The Latest Diagnosis Suitable for Proton Therapy

15. 5. 2020 15:44

The guidelines issued by the International Lymphoma Radiation Oncology Group (ILROG) open up new opportunities for the use of proton radiotherapy in leukemia.

Central Nervous System Leukemia

ILROG’s recommendations newly apply also to patients with initial involvement of CNS (positive finding in the cerebrospinal fluid) or patients with a relapsed disease related to CNS who are planned for allogeneic transplantation or have CNS involvement and do not respond to chemotherapy or biological treatment. 

If patients diagnosed with leukemia have infiltration of their central nervous system (CNS) or extramedullary involvement (myelosarcoma) and their attending hematologist-oncologist recommends radiotherapy, proton therapy is a suitable choice. This is confirmed both by the newly updated recommendations of the international expert group ILROG, and dosimetric comparisons of the existing forms of available radiotherapy.

CNS leukemia ranks among the latest diagnoses suitable for proton therapy.
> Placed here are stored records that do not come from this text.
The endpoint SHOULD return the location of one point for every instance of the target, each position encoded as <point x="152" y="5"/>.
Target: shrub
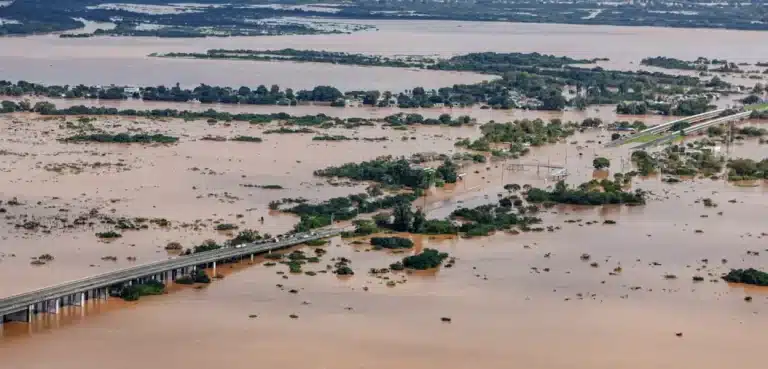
<point x="134" y="292"/>
<point x="392" y="242"/>
<point x="747" y="276"/>
<point x="108" y="235"/>
<point x="427" y="259"/>
<point x="225" y="227"/>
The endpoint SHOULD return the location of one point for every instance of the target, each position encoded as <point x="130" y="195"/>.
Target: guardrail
<point x="664" y="126"/>
<point x="693" y="129"/>
<point x="22" y="301"/>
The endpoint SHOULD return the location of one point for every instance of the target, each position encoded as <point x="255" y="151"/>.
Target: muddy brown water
<point x="504" y="314"/>
<point x="124" y="61"/>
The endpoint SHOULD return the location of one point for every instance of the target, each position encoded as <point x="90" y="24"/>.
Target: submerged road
<point x="97" y="286"/>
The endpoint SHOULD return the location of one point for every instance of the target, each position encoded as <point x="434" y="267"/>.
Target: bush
<point x="747" y="276"/>
<point x="225" y="227"/>
<point x="108" y="235"/>
<point x="392" y="242"/>
<point x="427" y="259"/>
<point x="199" y="276"/>
<point x="247" y="139"/>
<point x="134" y="292"/>
<point x="344" y="270"/>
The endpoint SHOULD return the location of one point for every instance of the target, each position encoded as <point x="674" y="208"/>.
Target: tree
<point x="447" y="171"/>
<point x="751" y="99"/>
<point x="374" y="190"/>
<point x="601" y="163"/>
<point x="419" y="219"/>
<point x="403" y="217"/>
<point x="44" y="107"/>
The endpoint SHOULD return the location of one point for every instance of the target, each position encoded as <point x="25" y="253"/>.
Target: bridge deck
<point x="22" y="301"/>
<point x="663" y="126"/>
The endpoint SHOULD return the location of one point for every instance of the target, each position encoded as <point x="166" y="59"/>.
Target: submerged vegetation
<point x="591" y="193"/>
<point x="514" y="138"/>
<point x="121" y="138"/>
<point x="394" y="172"/>
<point x="427" y="259"/>
<point x="343" y="208"/>
<point x="747" y="276"/>
<point x="392" y="242"/>
<point x="136" y="291"/>
<point x="747" y="169"/>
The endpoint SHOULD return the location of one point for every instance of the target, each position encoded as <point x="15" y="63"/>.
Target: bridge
<point x="694" y="129"/>
<point x="666" y="126"/>
<point x="22" y="307"/>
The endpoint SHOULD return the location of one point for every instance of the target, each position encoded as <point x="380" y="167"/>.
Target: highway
<point x="21" y="302"/>
<point x="693" y="129"/>
<point x="665" y="126"/>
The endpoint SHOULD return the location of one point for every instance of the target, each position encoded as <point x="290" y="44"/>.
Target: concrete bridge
<point x="666" y="126"/>
<point x="22" y="307"/>
<point x="694" y="129"/>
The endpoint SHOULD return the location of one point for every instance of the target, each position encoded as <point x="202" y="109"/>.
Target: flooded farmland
<point x="518" y="297"/>
<point x="527" y="300"/>
<point x="124" y="60"/>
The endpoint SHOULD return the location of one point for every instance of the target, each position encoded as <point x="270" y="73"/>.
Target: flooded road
<point x="509" y="297"/>
<point x="514" y="301"/>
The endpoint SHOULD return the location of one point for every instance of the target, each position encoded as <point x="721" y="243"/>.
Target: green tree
<point x="403" y="217"/>
<point x="448" y="172"/>
<point x="601" y="163"/>
<point x="418" y="221"/>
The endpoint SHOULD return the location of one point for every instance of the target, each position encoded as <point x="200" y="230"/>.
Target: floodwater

This is because the central nervous system (i.e. the brain and the spinal cord) is separated from the blood stream by a safety barrier, the hemato-encefalic barrier (blood–brain barrier), where the substances which are admitted into the CNS are selected. Some substance molecules, including pharmaceuticals, thus enter the CNS only to a limited extent or not at all. In some cases, the CNS can become the source of disease relapse because some cells are not exposed to the effects of chemotherapy or biological treatment. It may therefore become the reason why tumorous cells start spreading in the body again.

 

Irradiation Of The Brain And The Craniospinal Axis

Due to the limited possibilities of systemic treatment, it is advisable to irradiate the whole area of the central nervous system. It is namely irradiation of the brain, spinal cord and the area where the cerebrospinal fluid circulates, i.e. the craniospinal axis. The objective is to get rid of leukemic cells in these hard-to-access areas, including those that are not sensitive to chemotherapy or biological treatment. 
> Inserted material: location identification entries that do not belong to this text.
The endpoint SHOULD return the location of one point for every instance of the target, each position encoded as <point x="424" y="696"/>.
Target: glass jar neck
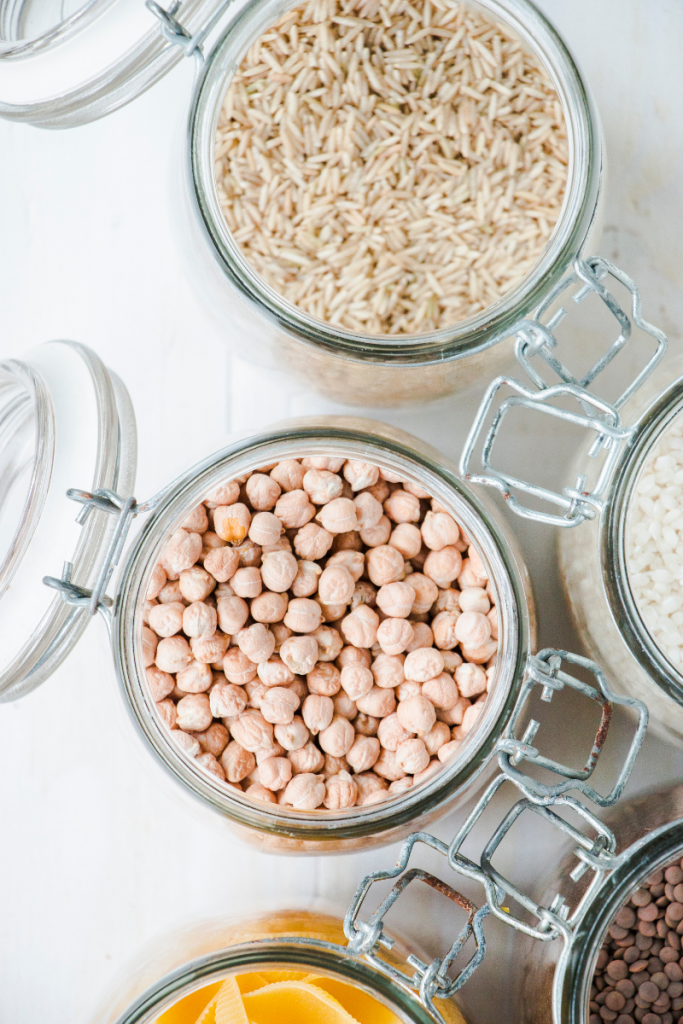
<point x="473" y="335"/>
<point x="392" y="450"/>
<point x="613" y="541"/>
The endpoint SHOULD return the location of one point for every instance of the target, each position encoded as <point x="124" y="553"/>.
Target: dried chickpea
<point x="303" y="615"/>
<point x="443" y="566"/>
<point x="338" y="516"/>
<point x="369" y="513"/>
<point x="265" y="528"/>
<point x="237" y="762"/>
<point x="274" y="672"/>
<point x="471" y="679"/>
<point x="412" y="756"/>
<point x="306" y="759"/>
<point x="378" y="702"/>
<point x="317" y="712"/>
<point x="226" y="494"/>
<point x="194" y="713"/>
<point x="441" y="691"/>
<point x="268" y="607"/>
<point x="305" y="792"/>
<point x="182" y="550"/>
<point x="197" y="678"/>
<point x="366" y="725"/>
<point x="391" y="733"/>
<point x="323" y="462"/>
<point x="238" y="668"/>
<point x="166" y="620"/>
<point x="417" y="715"/>
<point x="187" y="743"/>
<point x="226" y="699"/>
<point x="150" y="641"/>
<point x="396" y="599"/>
<point x="294" y="735"/>
<point x="424" y="664"/>
<point x="325" y="679"/>
<point x="232" y="613"/>
<point x="387" y="766"/>
<point x="394" y="635"/>
<point x="401" y="506"/>
<point x="173" y="654"/>
<point x="157" y="582"/>
<point x="252" y="731"/>
<point x="170" y="594"/>
<point x="231" y="522"/>
<point x="160" y="683"/>
<point x="356" y="680"/>
<point x="200" y="620"/>
<point x="359" y="628"/>
<point x="279" y="706"/>
<point x="439" y="530"/>
<point x="196" y="584"/>
<point x="257" y="642"/>
<point x="376" y="537"/>
<point x="422" y="637"/>
<point x="322" y="486"/>
<point x="340" y="792"/>
<point x="472" y="629"/>
<point x="385" y="564"/>
<point x="338" y="737"/>
<point x="221" y="563"/>
<point x="336" y="585"/>
<point x="289" y="474"/>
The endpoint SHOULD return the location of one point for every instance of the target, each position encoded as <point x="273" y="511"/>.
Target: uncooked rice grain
<point x="390" y="168"/>
<point x="654" y="543"/>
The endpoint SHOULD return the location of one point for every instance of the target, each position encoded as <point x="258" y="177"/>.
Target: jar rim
<point x="577" y="965"/>
<point x="273" y="953"/>
<point x="389" y="448"/>
<point x="613" y="554"/>
<point x="464" y="338"/>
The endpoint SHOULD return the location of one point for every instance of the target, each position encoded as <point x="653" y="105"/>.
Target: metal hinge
<point x="104" y="501"/>
<point x="175" y="33"/>
<point x="536" y="337"/>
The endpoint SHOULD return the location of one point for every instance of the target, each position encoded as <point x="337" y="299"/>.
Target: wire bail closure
<point x="536" y="337"/>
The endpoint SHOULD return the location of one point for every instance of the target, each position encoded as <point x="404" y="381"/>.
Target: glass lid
<point x="66" y="422"/>
<point x="65" y="62"/>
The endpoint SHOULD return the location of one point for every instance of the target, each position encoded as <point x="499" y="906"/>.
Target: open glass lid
<point x="65" y="422"/>
<point x="65" y="62"/>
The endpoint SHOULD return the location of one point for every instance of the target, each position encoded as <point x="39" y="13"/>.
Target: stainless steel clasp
<point x="536" y="337"/>
<point x="430" y="980"/>
<point x="104" y="501"/>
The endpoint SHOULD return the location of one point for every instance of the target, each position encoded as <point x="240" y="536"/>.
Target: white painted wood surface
<point x="97" y="855"/>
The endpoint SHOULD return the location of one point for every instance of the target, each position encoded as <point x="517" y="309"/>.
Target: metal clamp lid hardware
<point x="537" y="337"/>
<point x="595" y="853"/>
<point x="178" y="35"/>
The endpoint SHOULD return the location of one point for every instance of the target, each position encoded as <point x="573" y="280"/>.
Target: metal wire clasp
<point x="367" y="938"/>
<point x="536" y="337"/>
<point x="175" y="33"/>
<point x="125" y="509"/>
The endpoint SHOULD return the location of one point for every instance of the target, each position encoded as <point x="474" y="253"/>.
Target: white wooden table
<point x="97" y="855"/>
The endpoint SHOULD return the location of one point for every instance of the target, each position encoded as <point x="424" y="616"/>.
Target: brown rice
<point x="390" y="168"/>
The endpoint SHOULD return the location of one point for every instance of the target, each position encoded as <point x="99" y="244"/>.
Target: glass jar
<point x="211" y="951"/>
<point x="111" y="50"/>
<point x="556" y="981"/>
<point x="66" y="385"/>
<point x="595" y="509"/>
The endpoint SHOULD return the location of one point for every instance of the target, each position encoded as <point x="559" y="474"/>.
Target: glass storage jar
<point x="53" y="388"/>
<point x="111" y="50"/>
<point x="556" y="979"/>
<point x="309" y="941"/>
<point x="595" y="509"/>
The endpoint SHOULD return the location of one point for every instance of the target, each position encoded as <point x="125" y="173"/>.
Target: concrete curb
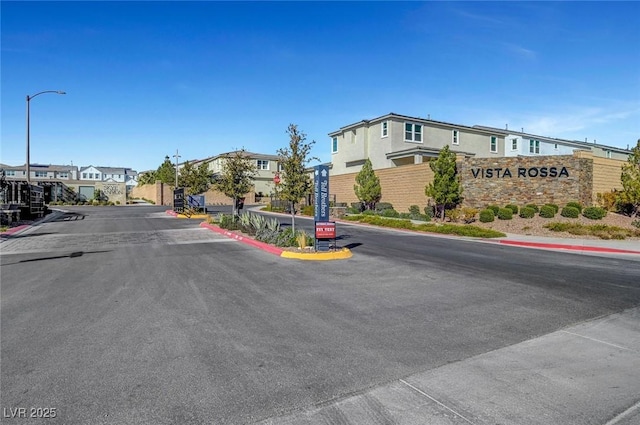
<point x="344" y="253"/>
<point x="263" y="246"/>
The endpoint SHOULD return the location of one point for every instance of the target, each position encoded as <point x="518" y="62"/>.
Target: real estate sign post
<point x="325" y="230"/>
Irradiation of the craniospinal axis is beneficial especially for those patients who have, despite intensive systemic treatment, a positive finding of leukemic cells in the cerebrospinal fluid, patients who had a positive finding in the cerebrospinal fluid already at diagnosis and who are high-risk in terms of involvement of the central nervous system in the future. It is also beneficial for patients with tumorous leukemic lesions in the brain or spinal cord. According to the new recommendations, these patients should preferably have the entire area of the craniospinal axis irradiated.

 

Benefits Of Proton Radiotherapy

In the said cases, the use of proton radiotherapy instead of conventional radiation may reduce adverse effects that previously significantly deteriorated the quality of life when older technology was used. This concerns primarily nausea, vomiting, fatigue, pain during swallowing and aphthae in the oral cavity. That is why radiotherapy was not commonly used in such patients and if used, lower radiation doses were applied especially because of toxicity concerns related to older radiation technology.  It has been found that irradiation of the CNS as a high-risk area improves the chances of recovery in high-risk patients. The new recommendations of ILROG have identified groups of patients who will benefit from the inclusion of craniospinal axis radiotherapy in their therapeutic scheme for the treatment of leukemia. Proton radiotherapy further allows for lower-dose irradiation of organs in front of vertebral bodies, minimal irradiation of the lungs, the heart, esophagus, intestinal villi, kidneys, liver, and the urinary bladder, which significantly reduces the possibility of late toxicity of these organs. Patients also better tolerate irradiation of the craniospinal axis. 

In such cases, proton radiotherapy has substantial benefits when compared with other forms of radiotherapy. These include no radiation strain on organs in front of vertebral bodies and minimal systemic toxicity (reduced occurrence of nausea, vomiting, diarrhoea). Proton radiotherapy is suitable for highly pre-treated patients (patients after a few rounds of chemotherapy) with necessary reduction of the dose to which the lungs, intestinal villi, heart and other organs are exposed.

Treatment at PTC is usually done in the prone position with the patient lying with their arms along their sides. Irradiation of the entire area takes 9–12 sessions (fractions) applied to the area of the whole craniospinal axis. In some patients, the riskiest areas, such as apparent tumor lesions, are saturated until the total number of 15–18 doses is reached. Irradiation takes place on all business days and may be accompanied by slight swallowing difficulties, fatigue, and a decrease in the number of blood cells.